SUMMARY OF PRODUCT CHARACTERISTICS

1. NAME OF THE VETERINARY MEDICINAL PRODUCT

ALPHA JECT micro 1 PD

Emulsion for injection, vaccine for Atlantic salmon

2. QUALITATIVE AND QUANTITATIVE COMPOSITION

Active substance:

1 dose (0.05 ml) contains:

Formaldehyde inactivated culture of:

Salmon Pancreas Disease Virus (SPDV) strain AL V405 RPS_end^a≥ 80 %

^a RPS_end=Relative percentage survival at end control mortality in a laboratory test in Atlantic salmon

Adjuvant: Liquid paraffin (mineral oil)

Excipients: For the full list of excipients, see section 6.1.

3. PHARMACEUTICAL FORM

Emulsion for injection

White to cream coloured emulsion

4. CLINICAL PARTICULARS

4.1 Target species

Atlantic salmon (Salmo salarL)with a minimum weight of 28 g.

4.2 Indications for use, specifying the target species

For active immunization of Atlantic salmon to reduce mortality, lesions in the heart and pancreas, and impaired growth caused by Pancreas Disease (PD).

Onset of immunity occurs no later than 516 degree days after vaccination.

Duration of immunity:

The vaccine reduces mortality, lesions in the heart and pancreas and impaired growth caused by SPDV infection for up to at least 12 months after vaccination.

4.3 Contraindications

None.

4.4 Special warnings for each target species

None.

4.5 Special precautions for use

Special precautions for use in animals

Fish with clinical symptoms of disease should not be vaccinated. Vaccination should preferably be performed at water temperatures of 15Cor lower. Avoid vaccination during smoltification.
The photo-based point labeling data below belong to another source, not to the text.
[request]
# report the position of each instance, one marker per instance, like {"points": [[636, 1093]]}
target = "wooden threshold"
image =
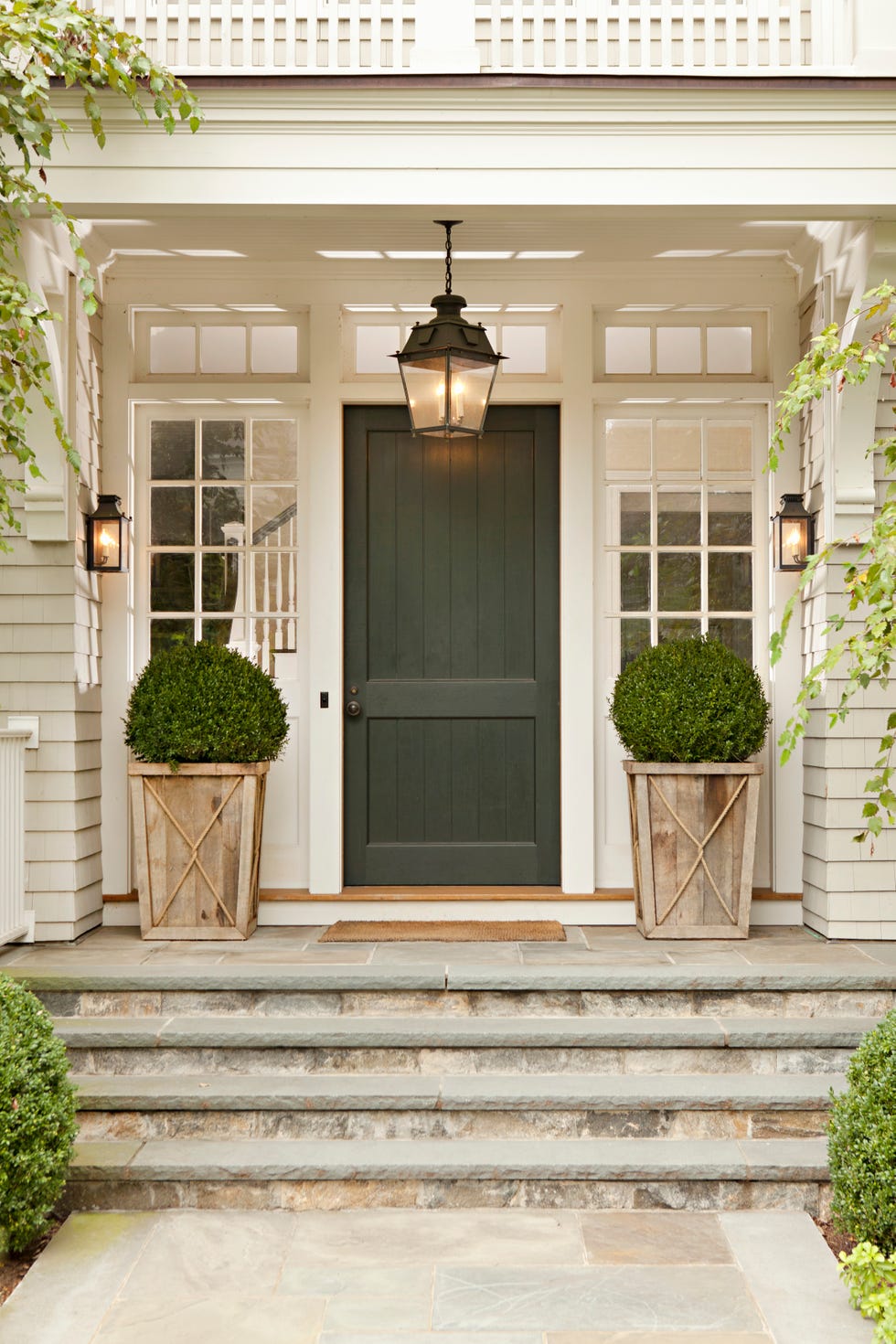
{"points": [[400, 894]]}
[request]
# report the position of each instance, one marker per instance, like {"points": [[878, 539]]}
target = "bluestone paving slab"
{"points": [[443, 1338], [68, 1292], [220, 1317], [238, 976], [468, 953], [652, 1237], [620, 1297], [389, 1237], [656, 1338], [394, 1297], [795, 1278], [786, 976], [194, 1277]]}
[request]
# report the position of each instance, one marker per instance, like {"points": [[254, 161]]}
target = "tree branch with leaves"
{"points": [[868, 651], [48, 46]]}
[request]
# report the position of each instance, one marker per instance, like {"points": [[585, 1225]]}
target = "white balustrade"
{"points": [[513, 37], [15, 921]]}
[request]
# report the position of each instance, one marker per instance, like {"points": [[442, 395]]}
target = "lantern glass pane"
{"points": [[795, 540], [470, 386], [106, 543], [425, 383]]}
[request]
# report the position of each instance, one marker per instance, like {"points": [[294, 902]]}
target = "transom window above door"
{"points": [[681, 532], [249, 342], [222, 529]]}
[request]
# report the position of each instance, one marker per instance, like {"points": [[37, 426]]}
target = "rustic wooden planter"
{"points": [[693, 839], [197, 837]]}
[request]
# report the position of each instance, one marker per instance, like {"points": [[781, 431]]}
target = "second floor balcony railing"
{"points": [[718, 37]]}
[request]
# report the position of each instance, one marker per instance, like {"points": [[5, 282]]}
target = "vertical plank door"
{"points": [[452, 645]]}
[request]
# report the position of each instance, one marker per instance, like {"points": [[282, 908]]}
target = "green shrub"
{"points": [[689, 700], [205, 703], [861, 1141], [870, 1277], [37, 1115]]}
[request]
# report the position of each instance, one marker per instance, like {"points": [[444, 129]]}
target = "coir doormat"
{"points": [[445, 930]]}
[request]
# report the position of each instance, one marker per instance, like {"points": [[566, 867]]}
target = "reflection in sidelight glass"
{"points": [[172, 515], [222, 504], [635, 637], [678, 517], [171, 582], [730, 581], [735, 634], [678, 581], [172, 451], [274, 451], [222, 571], [223, 451], [169, 635], [635, 581], [730, 517]]}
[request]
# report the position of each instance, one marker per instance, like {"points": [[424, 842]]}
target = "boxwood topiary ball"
{"points": [[689, 700], [205, 703], [861, 1141], [37, 1117]]}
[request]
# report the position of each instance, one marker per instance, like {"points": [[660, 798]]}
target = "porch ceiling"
{"points": [[295, 238]]}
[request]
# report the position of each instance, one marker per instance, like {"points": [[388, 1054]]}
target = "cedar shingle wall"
{"points": [[50, 666], [849, 889]]}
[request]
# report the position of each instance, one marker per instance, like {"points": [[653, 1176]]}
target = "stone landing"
{"points": [[600, 1074]]}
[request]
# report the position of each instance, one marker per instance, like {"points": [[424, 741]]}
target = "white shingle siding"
{"points": [[849, 889], [50, 620]]}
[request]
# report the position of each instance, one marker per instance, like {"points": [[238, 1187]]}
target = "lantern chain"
{"points": [[448, 225]]}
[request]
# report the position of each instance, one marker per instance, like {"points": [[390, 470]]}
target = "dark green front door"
{"points": [[452, 643]]}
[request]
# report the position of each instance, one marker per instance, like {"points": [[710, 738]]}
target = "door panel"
{"points": [[452, 638]]}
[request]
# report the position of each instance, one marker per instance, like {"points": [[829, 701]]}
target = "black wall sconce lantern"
{"points": [[793, 534], [448, 365], [108, 537]]}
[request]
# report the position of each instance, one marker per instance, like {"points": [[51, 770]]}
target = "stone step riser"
{"points": [[164, 1003], [812, 1197], [475, 1060], [97, 1125]]}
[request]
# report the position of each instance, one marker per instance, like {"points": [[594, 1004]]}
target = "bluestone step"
{"points": [[454, 976], [558, 1158], [481, 1092], [234, 1032]]}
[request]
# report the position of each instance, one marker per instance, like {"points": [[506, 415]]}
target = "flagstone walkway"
{"points": [[434, 1277], [598, 948]]}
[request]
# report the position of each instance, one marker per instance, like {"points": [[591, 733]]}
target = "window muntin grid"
{"points": [[680, 531], [222, 527]]}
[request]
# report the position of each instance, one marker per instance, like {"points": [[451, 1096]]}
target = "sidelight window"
{"points": [[681, 537], [222, 532]]}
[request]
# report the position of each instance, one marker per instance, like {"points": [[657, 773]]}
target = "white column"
{"points": [[325, 605], [15, 921], [875, 33], [577, 605]]}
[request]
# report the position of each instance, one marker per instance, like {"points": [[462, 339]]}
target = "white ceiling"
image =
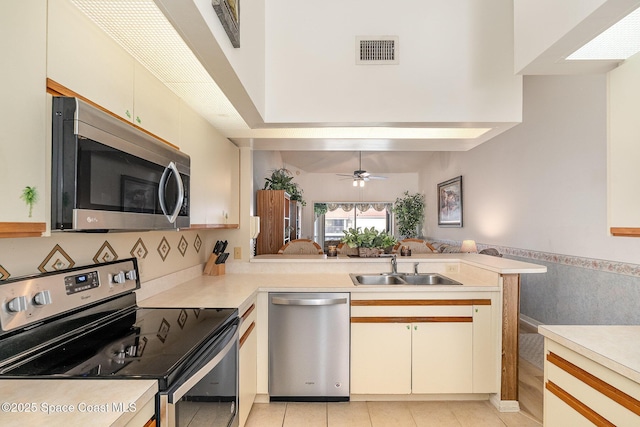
{"points": [[199, 72], [376, 163]]}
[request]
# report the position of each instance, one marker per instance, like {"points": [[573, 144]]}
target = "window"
{"points": [[337, 217]]}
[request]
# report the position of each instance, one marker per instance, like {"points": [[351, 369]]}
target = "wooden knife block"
{"points": [[213, 269]]}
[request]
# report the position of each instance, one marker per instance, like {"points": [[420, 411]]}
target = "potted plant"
{"points": [[30, 196], [409, 211], [370, 242], [282, 179]]}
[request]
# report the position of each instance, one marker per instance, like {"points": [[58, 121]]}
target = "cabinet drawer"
{"points": [[590, 388]]}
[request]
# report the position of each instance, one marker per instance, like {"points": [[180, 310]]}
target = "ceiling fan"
{"points": [[360, 176]]}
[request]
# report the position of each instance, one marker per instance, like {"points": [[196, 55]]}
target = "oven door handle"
{"points": [[175, 393], [161, 192]]}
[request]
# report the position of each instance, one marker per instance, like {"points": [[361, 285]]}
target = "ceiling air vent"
{"points": [[377, 50]]}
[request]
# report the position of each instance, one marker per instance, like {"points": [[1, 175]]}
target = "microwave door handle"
{"points": [[163, 179]]}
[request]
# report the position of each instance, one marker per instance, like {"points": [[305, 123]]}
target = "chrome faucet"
{"points": [[394, 265]]}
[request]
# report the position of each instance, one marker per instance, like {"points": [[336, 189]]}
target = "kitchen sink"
{"points": [[402, 279], [376, 279]]}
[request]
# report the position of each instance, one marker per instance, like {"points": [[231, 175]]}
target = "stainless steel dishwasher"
{"points": [[309, 346]]}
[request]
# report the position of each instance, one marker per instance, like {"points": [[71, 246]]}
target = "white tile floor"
{"points": [[385, 414]]}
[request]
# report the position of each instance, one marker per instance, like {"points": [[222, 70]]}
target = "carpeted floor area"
{"points": [[532, 349]]}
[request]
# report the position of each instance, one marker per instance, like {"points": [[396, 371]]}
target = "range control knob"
{"points": [[42, 298], [119, 278], [17, 304]]}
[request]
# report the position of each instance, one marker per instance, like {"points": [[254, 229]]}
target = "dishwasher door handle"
{"points": [[310, 301]]}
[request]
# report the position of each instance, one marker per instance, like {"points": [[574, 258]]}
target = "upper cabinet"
{"points": [[24, 128], [155, 107], [54, 43], [623, 148], [98, 69], [82, 58]]}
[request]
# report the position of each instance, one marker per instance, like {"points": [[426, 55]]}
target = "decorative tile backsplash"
{"points": [[20, 257], [575, 261]]}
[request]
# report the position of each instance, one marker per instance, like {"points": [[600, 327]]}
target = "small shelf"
{"points": [[22, 229], [625, 232]]}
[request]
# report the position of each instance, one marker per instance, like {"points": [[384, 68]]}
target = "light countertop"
{"points": [[60, 402], [491, 263], [613, 346], [232, 290]]}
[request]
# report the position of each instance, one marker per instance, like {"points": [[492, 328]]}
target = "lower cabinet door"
{"points": [[442, 356], [380, 358]]}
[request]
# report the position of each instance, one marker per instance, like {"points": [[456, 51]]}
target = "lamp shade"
{"points": [[468, 246]]}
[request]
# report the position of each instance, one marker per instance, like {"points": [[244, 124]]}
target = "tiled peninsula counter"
{"points": [[591, 375], [316, 273]]}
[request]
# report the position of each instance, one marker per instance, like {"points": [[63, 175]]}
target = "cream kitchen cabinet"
{"points": [[248, 364], [155, 107], [380, 358], [85, 60], [590, 377], [425, 345], [23, 148]]}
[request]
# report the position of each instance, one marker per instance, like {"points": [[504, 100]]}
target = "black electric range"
{"points": [[84, 323]]}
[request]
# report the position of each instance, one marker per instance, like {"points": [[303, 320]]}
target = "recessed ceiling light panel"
{"points": [[619, 42]]}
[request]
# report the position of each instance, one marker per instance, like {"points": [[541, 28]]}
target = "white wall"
{"points": [[455, 62], [247, 61], [543, 184], [624, 149], [538, 24]]}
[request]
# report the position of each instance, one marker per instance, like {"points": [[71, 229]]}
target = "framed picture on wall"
{"points": [[228, 12], [450, 203]]}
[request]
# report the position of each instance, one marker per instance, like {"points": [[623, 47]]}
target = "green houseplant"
{"points": [[409, 211], [370, 242], [30, 197], [282, 179]]}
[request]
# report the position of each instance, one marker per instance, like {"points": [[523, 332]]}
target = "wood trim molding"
{"points": [[212, 226], [426, 302], [625, 231], [22, 229], [246, 334], [248, 312], [409, 319], [56, 89], [596, 383], [510, 331], [578, 406]]}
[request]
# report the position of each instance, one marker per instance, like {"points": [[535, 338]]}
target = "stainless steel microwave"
{"points": [[110, 175]]}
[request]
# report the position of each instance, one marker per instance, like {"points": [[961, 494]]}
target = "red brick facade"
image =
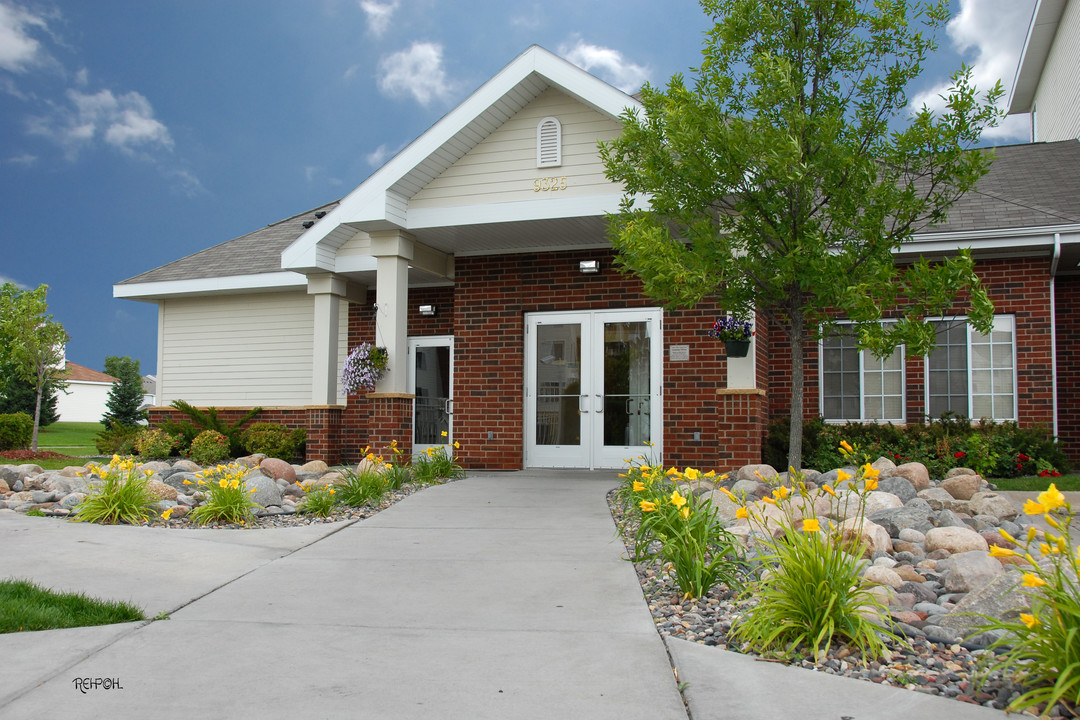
{"points": [[705, 424]]}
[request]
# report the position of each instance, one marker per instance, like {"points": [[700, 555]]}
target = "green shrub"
{"points": [[154, 444], [120, 496], [273, 440], [210, 447], [117, 439], [201, 420], [16, 430]]}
Special precautions to be taken by the person administering the veterinary medicinal product to animals

The use of needle guards is recommended in order to reduce the risk of accidental self-injection.

To the user:

This veterinary medicinal product contains mineral oil. Accidental injection/self-injection may result in severe pain and swelling, particularly if injected into a joint or finger, and in rare cases could result in the loss of the affected finger if prompt medical attention is not given. If you are accidentally injected with this veterinary medicinal product, seek prompt medical advice even if only a very small amount is injected and take the package leaflet with you. If pain persists for more than 12 hours after medical examination, seek medical advice again.

To the physician:

This veterinary medicinal product contains mineral oil. Even if small amounts have been injected, accidental injection with this product can cause intense swelling, which may, for example, result in ischaemic necrosis and even the loss of a digit. Expert, PROMPT, surgical attention is required and may necessitate early incision and irrigation of the injected area, especially where there is involvement of finger pulp or tendon.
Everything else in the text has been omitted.